The mainstay of treatment of abnormally high cholesterol levels in children and adolescents is diet and physical activity. Emphasis is on low-fat unflavoured milk as the main beverage, a high-fibre diet rich in fruits, vegetables and whole grains, and limitation of sugar-sweetened beverages and animal, hydrogenated fats. 

Drug treatment is not encouraged due to concerns about potential effects on growth and development though studies have indicated that this fear may be unfounded. When cholesterol levels are very high and presumed to be genetic, children above 8-10 years of age may benefit from statin drug therapy, but the dosing should be conservative, ensuring the minimum effective dose. Routine health monitoring during dietary and drug treatment should include assessment of growth and development. Liver functions should be monitored annually.

Since cholesterol treatment is a life-long affair, the female adolescent should be made aware that statin use should be withdrawn while planning pregnancy after marriage as statin use during pregnancy may cause birth defects. Bile acid sequestrants and ezetimibe are also approved for children who do not achieve effective cholesterol reduction with statins alone. Both inhibit dietary cholesterol absorption from the intestine.  
Cholesterol reduction should be considered at a young age to reduce the risk of premature heart attacks.
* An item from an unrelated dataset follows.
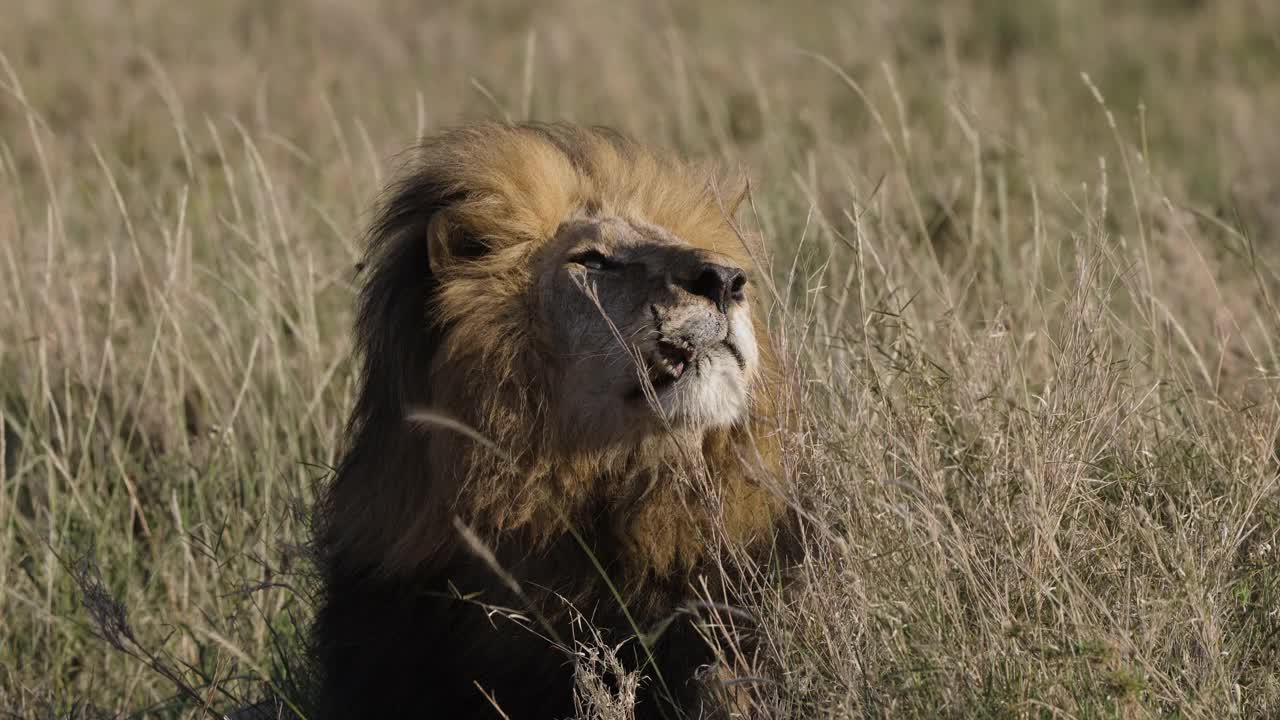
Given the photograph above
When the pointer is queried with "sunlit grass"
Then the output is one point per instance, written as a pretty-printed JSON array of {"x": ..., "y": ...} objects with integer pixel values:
[{"x": 1025, "y": 268}]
While the primary treatment for treating high cholesterol in children is diet and physical activity, drug therapy may be indicated for those older than 10 years with more severe and particularly genetic forms as well as those who are unable to adopt healthy lifestyles.

4Ds of Cholesterol Abnormalities

High saturated fat & calorie, excessive carbohydrate, excessive alcohol intake, anorexia nervosa


Cardiac: Kawasaki disease, heart transplantation,
congenital heart disease
Hepatic: Intrahepatic cholestasis, chronic liver disease, primary biliary cirrhosis,
hepatitis, biliary atresia,
Alagille syndrome   
Renal: Chronic renal failure, nephrotic syndrome,
hemolytic-uremic syndrome


Oral estrogens, progestins and contraceptives, anabolic steroids, corticosteroids, thiazide diuretics, B-blockers, bile acid-binding resins glucocorticoids, protease inhibitors 
Diabetes type 1 and type 2, obesity, insulin resistance, acute intermittent porphyria, hypopituitarism, lipodystrophy
(Dr Peeyush is the head, department of preventive cardiology, and Dr Ashok is the chairman, cardiac sciences, Fortis-Escorts Heart Institute, New Delhi.)